La Cenotia, sin embargo, pone cierto orgullo en no llamarse hechicera, pues pertenece
a una categoría más elevada: la de las encantadoras o magas.
«Las que son hechiceras -asegura- nunca hacen cosa que para alguna cosa sea de
provecho; ejecutan sus burlerías con cosas, al parecer, de burlas, como son habas mordidas,
agujas sin puntas, alfileres sin cabeza y cabellos cortados en crecientes o menguantes de luna;
usan de caracteres que no entienden, y si algo alcanzan, tal vez, de lo que pretenden, es no
en virtud de sus simplicidades, sino porque Dios permite, para mayor condenación suya, que
el demonio las engañe. Pero nosotras, las que tenemos nombre de magas y de encantadoras,
somos gente de mayor cuantía; tratamos con las estrellas, contemplamos el movimiento de
los cielos, sabemos la virtud de las yerbas, de -35- las plantas, de las piedras, de las
palabras, y juntando lo activo a lo pasivo parece que hacemos milagros y nos atrevemos a
hacer cosas tan estupendas, que causan admiración a las gentes...»
A pesar de toda la ciencia estas pobres magas no están libres de enamorarse
violentamente.
Todas padecen amores impetuosos. Eso mismo les pasaba a Circe y a Medea en las
historias clásicas y a las varias brujas de menor cuantía que trajinan en las páginas de El asno
de oro, de Apuleyo.
La Cenotia ofrece al asombrado mozo su persona y sus ahorros además de todos los
tesoros que ocultan las entrañas de la tierra. Más aún; le promete embellecerse por artes
mágicas (o cosméticas): «Si te parezco fea, yo haré de modo que me juzgues por hermosa»...
El bárbaro galán no acierta a apartar el peligro de manera más suave que disparando un
flechazo contra la enamorada. No le acierta. Pero ella maquina su venganza. A poco, el joven
empieza a enfermar. Su padre amenaza a la hechicera con una daga en alto:
-«Mira si tienes su vida envuelta en algún envoltorio de agujas sin ojos o de alfileres sin
cabezas; -36- mira ¡oh pérfida! si la tienes escondida en algún quicio de puerta o en alguna
otra parte que sólo tú sabes».
La Cenotia se atemoriza y «olvidándose de todo agravio, sacó del quicio de una puerta
los hechizos que había preparado». Pero poco después insiste en su venganza e intriga con el
rey Policarpo para que aprisione al desdeñoso Antonio. Al fin, una revolución popular depone
al rey y termina con los encantos de la encantadora colgándola de una horca.
No por eso se agotan las hechicerías de la novela. En el último libro, Hipólita la
Ferraresa, cortesana de Roma, se enamora de Periandro y encarga a Julia, la mujer del judío
Zabulón, que por medio de hechizos enferme a Auristela, la prometida de Periandro.
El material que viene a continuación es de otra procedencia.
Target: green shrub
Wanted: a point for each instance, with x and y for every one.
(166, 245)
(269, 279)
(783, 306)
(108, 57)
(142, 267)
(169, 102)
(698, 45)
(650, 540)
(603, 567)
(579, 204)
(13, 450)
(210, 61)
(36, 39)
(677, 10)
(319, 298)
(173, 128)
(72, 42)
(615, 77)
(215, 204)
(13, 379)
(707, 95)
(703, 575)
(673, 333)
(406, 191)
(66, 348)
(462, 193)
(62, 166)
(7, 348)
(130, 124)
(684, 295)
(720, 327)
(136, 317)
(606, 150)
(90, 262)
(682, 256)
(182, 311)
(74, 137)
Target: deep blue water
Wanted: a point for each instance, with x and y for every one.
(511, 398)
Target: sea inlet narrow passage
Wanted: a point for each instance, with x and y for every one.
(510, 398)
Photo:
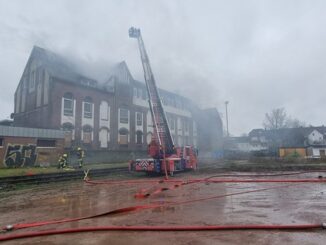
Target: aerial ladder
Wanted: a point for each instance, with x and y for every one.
(166, 158)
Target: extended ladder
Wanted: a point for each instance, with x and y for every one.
(161, 127)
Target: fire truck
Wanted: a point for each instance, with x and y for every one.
(164, 156)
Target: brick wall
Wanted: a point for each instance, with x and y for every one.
(43, 155)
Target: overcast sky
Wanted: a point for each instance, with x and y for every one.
(258, 55)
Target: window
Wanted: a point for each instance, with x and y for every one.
(139, 119)
(68, 104)
(87, 134)
(32, 81)
(144, 94)
(139, 93)
(45, 143)
(139, 137)
(186, 125)
(124, 117)
(123, 136)
(104, 111)
(88, 108)
(172, 123)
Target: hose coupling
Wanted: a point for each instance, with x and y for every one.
(9, 227)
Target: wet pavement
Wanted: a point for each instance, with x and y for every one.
(302, 203)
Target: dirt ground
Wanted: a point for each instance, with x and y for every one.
(302, 203)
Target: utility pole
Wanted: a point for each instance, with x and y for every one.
(227, 119)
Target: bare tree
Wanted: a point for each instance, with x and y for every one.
(278, 118)
(295, 123)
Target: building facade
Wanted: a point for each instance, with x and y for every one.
(112, 114)
(29, 147)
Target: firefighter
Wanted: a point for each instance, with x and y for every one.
(63, 160)
(80, 156)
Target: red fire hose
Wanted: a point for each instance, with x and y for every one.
(130, 209)
(163, 228)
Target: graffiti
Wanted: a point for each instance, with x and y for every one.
(20, 156)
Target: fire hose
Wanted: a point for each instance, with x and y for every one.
(164, 204)
(163, 228)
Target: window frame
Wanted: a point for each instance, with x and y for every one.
(46, 143)
(124, 120)
(139, 122)
(89, 113)
(68, 97)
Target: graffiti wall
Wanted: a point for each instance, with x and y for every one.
(20, 156)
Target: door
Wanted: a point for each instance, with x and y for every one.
(322, 153)
(103, 137)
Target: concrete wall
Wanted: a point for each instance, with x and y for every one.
(284, 152)
(24, 152)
Pero
como éste decae al mismo tiempo que su amada, la cortesana pide que se suspenda el hechizo.
Esto, más que con la magia, parece tener relación con el simple envenenamiento. Así lo
entiende Cervantes, quien ya había tratado de «estos que llaman hechizos» al justificar la
locura del licenciado Vidriera, y, otra vez, en el Quijote, en el capítulo de los galeotes, donde
por voz del ingenioso hidalgo se ratifica la creencia cervantina de -37- que los hechizos no
pueden desviar el libre albedrío ni obligan a nadie a querer contra su voluntad.